Workers Storm the Capital Grille in Miami; Cite Discrimination, Wage Theft
The Capital Grille accused of wage theft by employees.
The Capital Grille
Yesterday evening, over 60 restaurant workers and Restaurant Opportunities Centers United supporters from several union and labor groups walked into the Capital Grille in Miami during the restaurant's dinner service, interrupting the bankers and power brokers who dine there to read a letter to management, citing allegations of discrimination and wage theft by the restaurant.
Miami is the fifth city where Capital Grille workers have added their names to a class action lawsuit. The original suit was filed last month. Today, February 29, an amendment was filed, adding several Miami Capital Grille employees as additional plaintiffs.
The 86-page lawsuit, filed in an Illinois District Court, claims that the Capital Grille failed to pay employees overtime, didn't provide
employees with an accurate accounting of time worked, and failed to pay
all wages earned by employees. Additionally, the lawsuit alleges that a
number of African-American employees were denied advancement
opportunities in the company or were dismissed without cause.
Claims specific to Miami include workers being asked to punch out early and not being provided proper breaks. Most of the Miami restaurant workers involved in the lawsuit are Haitian back-of-house staff, who say they are "pressured to come in to work sick and have their hours reduced without explanation," according to Maurose Frantz, a current dishwasher at the Brickell steak house.
ROC United spokesperson Meghanna Reddy said that her organization was targeting the Capital Grille because several of the
restaurant chain's employees came forward complaining of wage theft and
discrimination, first in Washington D.C., then New York, Chicago, Los
Angeles, and Miami.
New Times called the Capital Grille. We were referred to parent company, Lakeland-based Darden. We spoke with spokesperson Rich Jeffers, who believes ROC is conducting a campaign against his company. "This is the same method that ROC has used to deliver three previous letters to our company. Jeffers said that each time, the letter states a "laundry list" of grievances against the Capital Grill, but no specifics. When Darden tries to contact ROC United, they "receive no response. Just a lawsuit."

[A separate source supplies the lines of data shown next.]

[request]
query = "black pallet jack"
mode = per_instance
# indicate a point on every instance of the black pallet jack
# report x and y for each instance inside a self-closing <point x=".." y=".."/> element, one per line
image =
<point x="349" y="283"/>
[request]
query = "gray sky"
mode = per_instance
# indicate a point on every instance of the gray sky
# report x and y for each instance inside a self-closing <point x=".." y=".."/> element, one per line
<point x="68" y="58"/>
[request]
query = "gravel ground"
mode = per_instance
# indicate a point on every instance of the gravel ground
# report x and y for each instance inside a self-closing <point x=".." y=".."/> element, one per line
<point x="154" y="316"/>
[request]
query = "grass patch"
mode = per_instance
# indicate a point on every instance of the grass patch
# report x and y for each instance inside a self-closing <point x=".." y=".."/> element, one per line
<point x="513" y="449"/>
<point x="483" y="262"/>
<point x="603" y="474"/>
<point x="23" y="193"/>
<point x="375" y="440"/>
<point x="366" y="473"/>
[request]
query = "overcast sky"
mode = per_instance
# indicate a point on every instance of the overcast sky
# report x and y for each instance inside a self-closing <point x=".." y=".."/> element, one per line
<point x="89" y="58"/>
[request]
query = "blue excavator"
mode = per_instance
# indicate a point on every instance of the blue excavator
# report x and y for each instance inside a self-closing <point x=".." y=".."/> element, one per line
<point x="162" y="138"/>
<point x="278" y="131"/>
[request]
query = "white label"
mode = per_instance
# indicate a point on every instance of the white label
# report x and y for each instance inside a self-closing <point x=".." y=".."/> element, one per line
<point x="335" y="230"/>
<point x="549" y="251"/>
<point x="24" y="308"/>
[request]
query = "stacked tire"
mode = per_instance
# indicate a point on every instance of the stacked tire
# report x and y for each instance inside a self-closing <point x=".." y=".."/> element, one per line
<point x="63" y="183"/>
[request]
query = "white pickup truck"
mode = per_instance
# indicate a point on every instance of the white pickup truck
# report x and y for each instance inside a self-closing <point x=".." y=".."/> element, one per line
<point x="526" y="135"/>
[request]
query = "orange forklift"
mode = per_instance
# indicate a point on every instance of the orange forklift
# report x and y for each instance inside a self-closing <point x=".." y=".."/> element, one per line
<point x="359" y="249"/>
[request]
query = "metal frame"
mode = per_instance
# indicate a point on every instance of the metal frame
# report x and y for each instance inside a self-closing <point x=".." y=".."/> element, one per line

Jeffers went on to say that Darden and it's restaurants maintain a zero tolerance policy for acts of discrimination and that he believes the claims are baseless.
which owns the Capital Grille, Red Lobster, Olive Garden, Bahama Breeze,
Seasons 52, Longhorn Steakhouse, and Eddie V's. Darden is the world's
largest full-service restaurant company, employing 180,000 people,
according to their website.
ROC United is a national restaurant workers organization with more than 9,000 members in nine states and has won agreements totaling $5 million for restaurant workers who face illegal treatment by employers.